- Dongfang Modern plans to Australian-ize its China operations
- Company’s market value more than doubled since listing in 2015
Australia’s fastest-growing food company -- whose market value has more than doubled to about A$900 million ($650 million) in the seven months since listing -- grows and sells all its fruit in Southeastern China.
Dongfang Modern Agriculture Holding Group Ltd. was incorporated in Australia last year to hold an existing agricultural business in China’s Jiangxi Province. It now ranks as the biggest citrus grower in China by sales and has almost overtaken Ravenhall, Victoria-based Costa Group Holdings Ltd. as the largest publicly traded horticulture company in Australia.
Its move to go public in Australia, an agricultural giant that ranks among the world’s top five exporters of beef, chick peas, almonds, barley, sugar and wheat, is part of a growing move by Chinese and Hong Kong entities seeking to tap a more mature financial market. The other advantage, Sydney-based Dongfang Modern’s executives say, is adding an Australian seal to the business.
“It should give Chinese consumers a higher level of confidence in our products,” Chairman Hongwei Cai, 29, who owns 80 percent of the company’s shares, said in an interview last week. “China still faces food safety problems.”
Such concerns have fueled imports of food and cosmetics made by companies including Bellamy’s Australia Ltd. and Blackmores Ltd., turning them into proxies for betting on the rising middle class in China. Dongfang Modern plans to use Australian processes to grow more tangerines, oranges, pomelos and camellias. It’s also considering buying Australian businesses.
“Perception is everything,” said Jason Chesters, a Perth-based analyst with Patersons Securities Ltd. “I don’t know if that stamp of approval will be there just yet” because the operating unit has been in business since the last decade, he said.
Chesters, who said he visited Dongfang Modern’s orchards in late April, published his first report on the company on May 16 with a hold rating.
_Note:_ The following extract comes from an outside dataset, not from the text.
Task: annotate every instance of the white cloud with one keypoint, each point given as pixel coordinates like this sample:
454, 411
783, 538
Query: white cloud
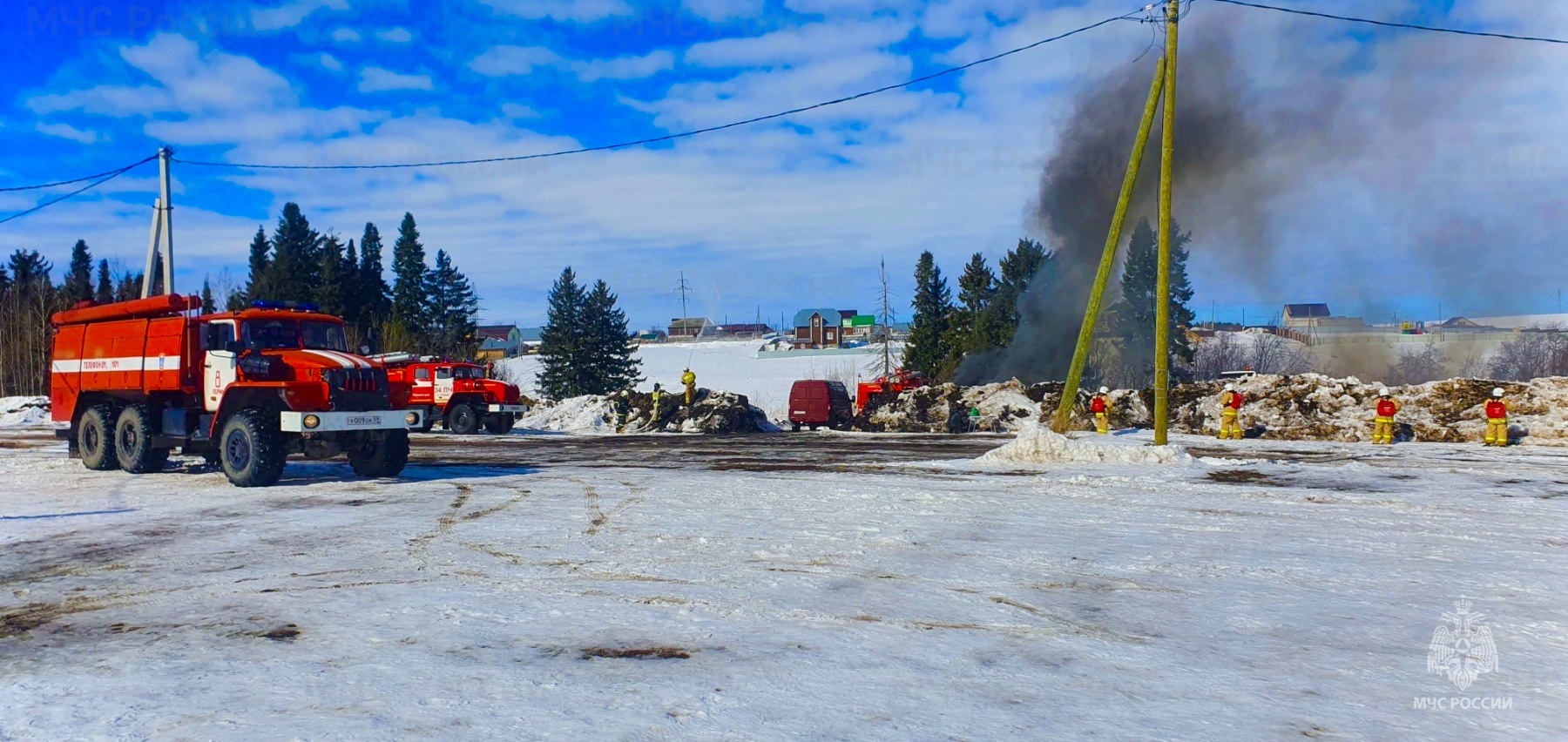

China hasn’t levied an income tax on some agricultural businesses since 2008 in an attempt to increase production and yields. Dongfang Modern derives about 40 percent of its annual profits from government incentives, Chief Financial Officer Edward Yuen said.
“It’s close to impossible” that the policy will be changed, Cai said. China will end up importing food if farmers aren’t given tax handouts, he said.
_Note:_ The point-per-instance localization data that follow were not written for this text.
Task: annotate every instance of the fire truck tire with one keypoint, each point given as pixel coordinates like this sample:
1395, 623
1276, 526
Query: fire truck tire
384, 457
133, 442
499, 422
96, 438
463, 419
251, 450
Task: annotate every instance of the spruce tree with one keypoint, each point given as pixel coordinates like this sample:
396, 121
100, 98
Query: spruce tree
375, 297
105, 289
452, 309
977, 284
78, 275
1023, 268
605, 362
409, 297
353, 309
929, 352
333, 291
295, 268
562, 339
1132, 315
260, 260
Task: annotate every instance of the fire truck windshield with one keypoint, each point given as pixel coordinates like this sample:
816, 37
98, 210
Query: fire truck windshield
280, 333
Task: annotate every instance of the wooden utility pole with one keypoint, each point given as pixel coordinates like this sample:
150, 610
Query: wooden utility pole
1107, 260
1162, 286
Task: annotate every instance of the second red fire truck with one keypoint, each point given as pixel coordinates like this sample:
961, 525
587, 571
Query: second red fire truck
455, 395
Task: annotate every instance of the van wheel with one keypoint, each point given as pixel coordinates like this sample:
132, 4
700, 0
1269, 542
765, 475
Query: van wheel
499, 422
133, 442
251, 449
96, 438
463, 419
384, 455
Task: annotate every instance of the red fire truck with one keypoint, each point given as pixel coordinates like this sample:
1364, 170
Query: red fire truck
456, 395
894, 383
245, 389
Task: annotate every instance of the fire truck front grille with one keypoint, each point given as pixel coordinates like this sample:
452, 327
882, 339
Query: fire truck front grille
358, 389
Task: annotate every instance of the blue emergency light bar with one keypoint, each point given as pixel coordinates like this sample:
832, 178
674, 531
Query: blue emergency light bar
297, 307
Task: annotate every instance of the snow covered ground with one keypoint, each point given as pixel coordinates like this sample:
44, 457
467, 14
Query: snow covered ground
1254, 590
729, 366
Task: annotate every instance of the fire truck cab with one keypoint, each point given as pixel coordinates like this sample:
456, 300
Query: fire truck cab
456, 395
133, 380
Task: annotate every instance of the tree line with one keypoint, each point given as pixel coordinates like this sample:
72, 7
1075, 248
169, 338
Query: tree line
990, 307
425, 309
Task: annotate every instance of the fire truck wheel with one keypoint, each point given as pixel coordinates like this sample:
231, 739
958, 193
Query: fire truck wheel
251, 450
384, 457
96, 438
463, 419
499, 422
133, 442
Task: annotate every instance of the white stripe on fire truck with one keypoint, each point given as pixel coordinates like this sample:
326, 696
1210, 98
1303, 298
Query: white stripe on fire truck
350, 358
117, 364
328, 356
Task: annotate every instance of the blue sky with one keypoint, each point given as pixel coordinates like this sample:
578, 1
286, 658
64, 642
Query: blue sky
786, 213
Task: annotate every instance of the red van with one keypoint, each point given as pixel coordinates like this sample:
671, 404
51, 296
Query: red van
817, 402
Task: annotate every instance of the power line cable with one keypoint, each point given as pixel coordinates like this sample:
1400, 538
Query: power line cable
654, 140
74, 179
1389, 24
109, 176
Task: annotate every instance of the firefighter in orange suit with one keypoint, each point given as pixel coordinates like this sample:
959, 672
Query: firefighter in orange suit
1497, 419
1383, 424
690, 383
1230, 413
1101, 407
The laws have helped Dongfang Modern stay debt free even as it bought plantations, increasing its cultivation area by 15 percent since 2013 to about 8,600 hectares (21,000 acres). Production rose 19 percent to 240,000 metric tons for the year ended March 31, leading to sales of A$199 million. Profit, excluding some items, rose 30 percent to A$90 million.
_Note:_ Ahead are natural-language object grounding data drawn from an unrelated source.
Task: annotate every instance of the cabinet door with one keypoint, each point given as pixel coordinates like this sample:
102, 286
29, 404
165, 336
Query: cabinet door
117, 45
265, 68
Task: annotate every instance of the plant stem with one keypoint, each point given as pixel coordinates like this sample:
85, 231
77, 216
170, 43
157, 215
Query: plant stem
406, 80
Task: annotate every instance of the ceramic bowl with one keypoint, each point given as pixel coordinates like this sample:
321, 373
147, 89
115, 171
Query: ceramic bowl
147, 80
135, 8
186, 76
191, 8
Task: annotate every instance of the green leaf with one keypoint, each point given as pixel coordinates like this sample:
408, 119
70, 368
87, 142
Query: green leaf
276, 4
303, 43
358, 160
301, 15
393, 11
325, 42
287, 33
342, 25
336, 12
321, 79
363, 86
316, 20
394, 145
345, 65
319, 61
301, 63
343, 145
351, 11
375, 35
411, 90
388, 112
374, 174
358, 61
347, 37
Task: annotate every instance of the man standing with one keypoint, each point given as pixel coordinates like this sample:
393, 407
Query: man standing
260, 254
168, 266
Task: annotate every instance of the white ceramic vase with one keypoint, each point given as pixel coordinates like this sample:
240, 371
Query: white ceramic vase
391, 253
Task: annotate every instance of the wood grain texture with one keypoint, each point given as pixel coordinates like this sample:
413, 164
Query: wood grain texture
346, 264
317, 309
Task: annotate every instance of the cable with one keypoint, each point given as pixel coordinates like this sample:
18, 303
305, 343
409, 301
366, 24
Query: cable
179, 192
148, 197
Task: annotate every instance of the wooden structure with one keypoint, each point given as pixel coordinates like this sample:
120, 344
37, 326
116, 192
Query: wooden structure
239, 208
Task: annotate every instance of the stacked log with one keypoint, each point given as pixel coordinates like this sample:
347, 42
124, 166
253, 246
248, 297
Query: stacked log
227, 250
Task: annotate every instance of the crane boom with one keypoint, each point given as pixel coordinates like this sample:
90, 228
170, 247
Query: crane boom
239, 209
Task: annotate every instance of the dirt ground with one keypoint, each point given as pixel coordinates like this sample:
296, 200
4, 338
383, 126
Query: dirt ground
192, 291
Those results placed Dongfang Modern ahead of Asian Citrus Holdings Ltd., which recorded 2015 sales of 765.5 million yuan (A$162 million). Demand for fruit will continue to increase as rising disposable incomes in China make consumers more health conscious, Chief Executive Officer Chiu “Charles” So said. That’s why even more plantation purchases are on the cards, he said.
In Australia, Dongfang Modern wants to buy an Australian olive-oil producer, So said. It plans to use the intellectual property acquired to process camellia oil, a popular cooking oil in China.
A camellia oil business wouldn’t be eligible for tax incentives in China, Patersons’ Chesters said. The company would also have to raise money for any Australian purchases by selling more shares, he predicts.
That may attract institutional shareholders to a stock that’s not very liquid because of Cai’s large stake. Australian financial institutions typically are circumspect of investing in companies that have all their operations in China and are controlled by a large, single holder, Chesters said.
“The issue is there’s no research out there,” said Barry Dawes, whose Paradigm Securities led Dongfang Modern’s IPO.
The shares rose 7 percent to A$2.45 today as of 2:07 p.m. Sydney time, the biggest gain in more than a month. Chesters projected the shares will drop to A$2.08 in a year. Investment risks include the company expanding into new businesses and regions as well as “fluid” tax legislation in China that could change rules governing income taxes and dividends paid by the operating unit in China, Chesters said.
This year, six Chinese and Hong Kong companies, including China Dairy Corp., have followed Dongfang’s path to Australia as of April 8, according to ASX Ltd. data, driven partly by a moratorium on IPOs in China last year.
“I’m seeing a range of them,” Paradigm’s Dawes said. He said he’s working with Living Cities Development Group Ltd., which is listed on the ASX and is planning to build a mall in Sichuan province.
“It’s still difficult to list in Shanghai, in Shenzhen,” Sydney-based Dawes said. “Here there’s greater transparency.”